But here was something new. Between the check and the statement he usually received were several pieces of blank, grainy, onionskin paper. No, not all blank. On one was scrawled: “Call on the loops from O
UTSIDE
your apartment!”

“Lure here,” he said into the pay phone across the street from his building.

“One moment, please,” the motherly operator answered. When she returned to the line, she said, “You are to go fishing this afternoon, if you are able to.”

Wasn’t that an emergency signal? Yes, but for what?

“I’m able to,” he said, hoping it meant he was free.

“Fine.” She named a movie theater on Broadway. “There’s a three o’clock show. Exactly three thirty in booth number two from the entry of the men’s lavatory. Do you have that?”

He had copied the message. “Anything else?”

“That’s all I have, darling.”

“What’s the movie?”

“And have a good day,” she parroted before they disconnected.

10

The film playing that afternoon was a James Bond spoof—but so diverting, Noel had to keep checking his watch to be certain he wouldn’t miss the meeting with Loomis. The third time he looked it was three thirty-two.

The men’s lounge was on a lower level, to the left of the central staircase. Inside was an anteroom with built-in benches, a water fountain, and grooming-aid dispensing machines. Beyond was the marble-walled bathroom itself, ringing with a cold silence as he entered. No one at the line of wall urinals. Two rows of toilet booths. Oh, fine, he thought, she hadn’t told him that over the loop. What was it she had said, exactly? Booth number two from the door. That had to be in the first row. But wouldn’t the old detective go to the back row for more privacy? Sure enough, the only booth with a closed door was the second from the right in the back row.

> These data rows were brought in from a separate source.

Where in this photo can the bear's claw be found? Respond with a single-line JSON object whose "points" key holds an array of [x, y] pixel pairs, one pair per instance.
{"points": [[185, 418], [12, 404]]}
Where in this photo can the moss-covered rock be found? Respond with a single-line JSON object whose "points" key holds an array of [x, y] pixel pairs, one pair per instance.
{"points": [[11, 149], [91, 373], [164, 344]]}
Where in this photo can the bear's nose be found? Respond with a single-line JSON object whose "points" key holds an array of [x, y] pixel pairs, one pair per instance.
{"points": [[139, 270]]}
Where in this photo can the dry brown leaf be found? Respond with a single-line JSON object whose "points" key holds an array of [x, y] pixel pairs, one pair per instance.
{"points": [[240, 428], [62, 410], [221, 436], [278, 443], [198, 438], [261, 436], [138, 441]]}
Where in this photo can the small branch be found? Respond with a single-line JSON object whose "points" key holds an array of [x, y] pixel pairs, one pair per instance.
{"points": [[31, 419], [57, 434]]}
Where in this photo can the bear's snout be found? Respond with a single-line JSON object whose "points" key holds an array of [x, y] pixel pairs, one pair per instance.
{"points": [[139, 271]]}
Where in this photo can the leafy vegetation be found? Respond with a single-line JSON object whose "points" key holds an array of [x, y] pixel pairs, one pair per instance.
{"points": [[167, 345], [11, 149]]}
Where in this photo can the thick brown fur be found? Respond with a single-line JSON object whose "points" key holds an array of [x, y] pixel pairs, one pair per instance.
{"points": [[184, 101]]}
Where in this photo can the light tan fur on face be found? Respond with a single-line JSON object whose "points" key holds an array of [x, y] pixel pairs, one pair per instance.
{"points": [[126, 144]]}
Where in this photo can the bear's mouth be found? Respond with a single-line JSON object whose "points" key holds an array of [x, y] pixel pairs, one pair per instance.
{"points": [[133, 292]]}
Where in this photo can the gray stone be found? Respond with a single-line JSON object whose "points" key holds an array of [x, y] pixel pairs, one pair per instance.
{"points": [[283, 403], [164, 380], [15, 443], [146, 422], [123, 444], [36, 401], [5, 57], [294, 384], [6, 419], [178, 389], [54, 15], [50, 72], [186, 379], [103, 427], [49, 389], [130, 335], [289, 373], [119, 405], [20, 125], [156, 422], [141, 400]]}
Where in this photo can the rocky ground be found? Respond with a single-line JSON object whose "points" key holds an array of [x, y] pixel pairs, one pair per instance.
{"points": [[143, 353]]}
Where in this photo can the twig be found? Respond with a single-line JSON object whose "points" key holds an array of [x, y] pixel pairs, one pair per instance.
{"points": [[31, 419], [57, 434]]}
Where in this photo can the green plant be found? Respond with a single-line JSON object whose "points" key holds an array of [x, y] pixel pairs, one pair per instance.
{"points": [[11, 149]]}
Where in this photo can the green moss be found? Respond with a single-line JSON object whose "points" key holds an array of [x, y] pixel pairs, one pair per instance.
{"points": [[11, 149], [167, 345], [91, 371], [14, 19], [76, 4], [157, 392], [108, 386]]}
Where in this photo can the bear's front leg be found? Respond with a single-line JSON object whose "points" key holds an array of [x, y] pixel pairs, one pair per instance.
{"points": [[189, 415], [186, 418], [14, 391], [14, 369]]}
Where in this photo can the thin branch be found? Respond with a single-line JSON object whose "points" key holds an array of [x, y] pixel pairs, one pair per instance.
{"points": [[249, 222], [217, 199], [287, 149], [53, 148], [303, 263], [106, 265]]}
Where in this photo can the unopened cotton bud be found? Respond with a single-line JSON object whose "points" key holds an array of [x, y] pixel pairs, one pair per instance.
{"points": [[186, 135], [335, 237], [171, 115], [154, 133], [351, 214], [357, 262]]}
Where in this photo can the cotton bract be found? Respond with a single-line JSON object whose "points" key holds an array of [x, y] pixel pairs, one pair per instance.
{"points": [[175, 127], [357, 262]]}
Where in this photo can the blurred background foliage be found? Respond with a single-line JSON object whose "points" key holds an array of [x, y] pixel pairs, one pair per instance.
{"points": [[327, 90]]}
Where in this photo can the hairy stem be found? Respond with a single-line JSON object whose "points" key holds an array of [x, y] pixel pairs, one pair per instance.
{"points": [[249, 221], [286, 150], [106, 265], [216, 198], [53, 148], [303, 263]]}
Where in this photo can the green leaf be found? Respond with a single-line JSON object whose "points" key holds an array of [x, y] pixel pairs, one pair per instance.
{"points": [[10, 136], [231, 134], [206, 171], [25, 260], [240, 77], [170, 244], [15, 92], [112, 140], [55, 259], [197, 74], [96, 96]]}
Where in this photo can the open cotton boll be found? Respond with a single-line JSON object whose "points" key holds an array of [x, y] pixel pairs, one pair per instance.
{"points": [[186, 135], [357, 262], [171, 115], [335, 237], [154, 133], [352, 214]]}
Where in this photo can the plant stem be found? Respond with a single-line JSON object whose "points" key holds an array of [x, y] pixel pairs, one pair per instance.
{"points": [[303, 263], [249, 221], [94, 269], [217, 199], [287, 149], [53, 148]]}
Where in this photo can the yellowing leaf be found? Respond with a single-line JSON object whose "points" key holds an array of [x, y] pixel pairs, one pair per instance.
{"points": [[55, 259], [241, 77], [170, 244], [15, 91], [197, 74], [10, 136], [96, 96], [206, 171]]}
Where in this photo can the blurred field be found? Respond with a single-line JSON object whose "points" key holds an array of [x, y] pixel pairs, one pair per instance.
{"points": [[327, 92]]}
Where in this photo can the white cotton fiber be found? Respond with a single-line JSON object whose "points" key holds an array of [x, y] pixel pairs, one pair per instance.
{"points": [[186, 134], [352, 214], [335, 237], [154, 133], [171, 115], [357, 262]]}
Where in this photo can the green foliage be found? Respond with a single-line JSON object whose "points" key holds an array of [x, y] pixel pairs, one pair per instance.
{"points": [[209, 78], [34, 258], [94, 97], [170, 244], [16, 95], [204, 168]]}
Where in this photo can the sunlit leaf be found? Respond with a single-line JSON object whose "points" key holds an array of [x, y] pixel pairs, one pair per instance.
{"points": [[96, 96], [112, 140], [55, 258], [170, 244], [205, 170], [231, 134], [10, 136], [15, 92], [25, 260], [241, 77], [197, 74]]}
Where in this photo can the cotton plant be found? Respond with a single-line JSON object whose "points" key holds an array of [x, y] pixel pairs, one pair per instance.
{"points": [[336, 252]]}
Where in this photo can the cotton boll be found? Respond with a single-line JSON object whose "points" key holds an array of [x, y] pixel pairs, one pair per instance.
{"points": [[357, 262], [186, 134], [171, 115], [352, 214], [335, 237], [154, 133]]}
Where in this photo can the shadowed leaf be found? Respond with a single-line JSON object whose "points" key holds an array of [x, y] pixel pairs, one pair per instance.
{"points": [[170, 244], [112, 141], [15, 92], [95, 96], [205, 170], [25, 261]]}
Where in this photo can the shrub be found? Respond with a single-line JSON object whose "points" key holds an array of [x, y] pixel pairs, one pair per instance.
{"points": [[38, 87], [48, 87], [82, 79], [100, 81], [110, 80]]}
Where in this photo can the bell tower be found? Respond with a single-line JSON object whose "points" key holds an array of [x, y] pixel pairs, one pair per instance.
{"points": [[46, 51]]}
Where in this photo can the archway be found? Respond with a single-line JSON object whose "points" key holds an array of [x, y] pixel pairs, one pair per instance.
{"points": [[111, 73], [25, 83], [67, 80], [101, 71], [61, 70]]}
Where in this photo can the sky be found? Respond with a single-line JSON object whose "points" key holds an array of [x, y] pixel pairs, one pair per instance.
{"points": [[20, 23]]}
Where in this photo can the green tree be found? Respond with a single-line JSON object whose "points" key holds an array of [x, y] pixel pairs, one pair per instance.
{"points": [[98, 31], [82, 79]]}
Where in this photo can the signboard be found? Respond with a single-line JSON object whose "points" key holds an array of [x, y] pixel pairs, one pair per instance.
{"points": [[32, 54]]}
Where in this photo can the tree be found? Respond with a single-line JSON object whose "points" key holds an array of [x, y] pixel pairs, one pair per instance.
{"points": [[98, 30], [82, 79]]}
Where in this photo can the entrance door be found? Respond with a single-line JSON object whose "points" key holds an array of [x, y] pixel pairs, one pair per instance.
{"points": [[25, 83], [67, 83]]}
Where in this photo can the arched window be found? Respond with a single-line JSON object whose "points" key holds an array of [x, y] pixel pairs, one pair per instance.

Noel slipped into the booth next to it, and sat down. There wasn’t a sound from his neighbor. He coughed. Still nothing. These old toilets were roomy, with dividing walls that dropped to within six inches of the floor. He’d have to get on his hands and knees to see who was within, if there was someone inside: the booth might merely be closed by the management, out of order. Should he knock? Surely if the Fisherman were next door he’d have heard Noel come in. Had he forgotten to tell Noel some recognition code? Fuck Loomis and all these spy games!

Suddenly there was a cough from the next booth. It didn’t sound as though it came from a young man.

Noel leaned back in the seat as far as possible to where the wall dividers did not quite meet the back wall, leaving a half-inch space. Carefully, loudly, he cleared his throat.

No response.

What the hell was Loomis up to?

Noel coughed again, louder. When that didn’t elicit any response, he finally said hello.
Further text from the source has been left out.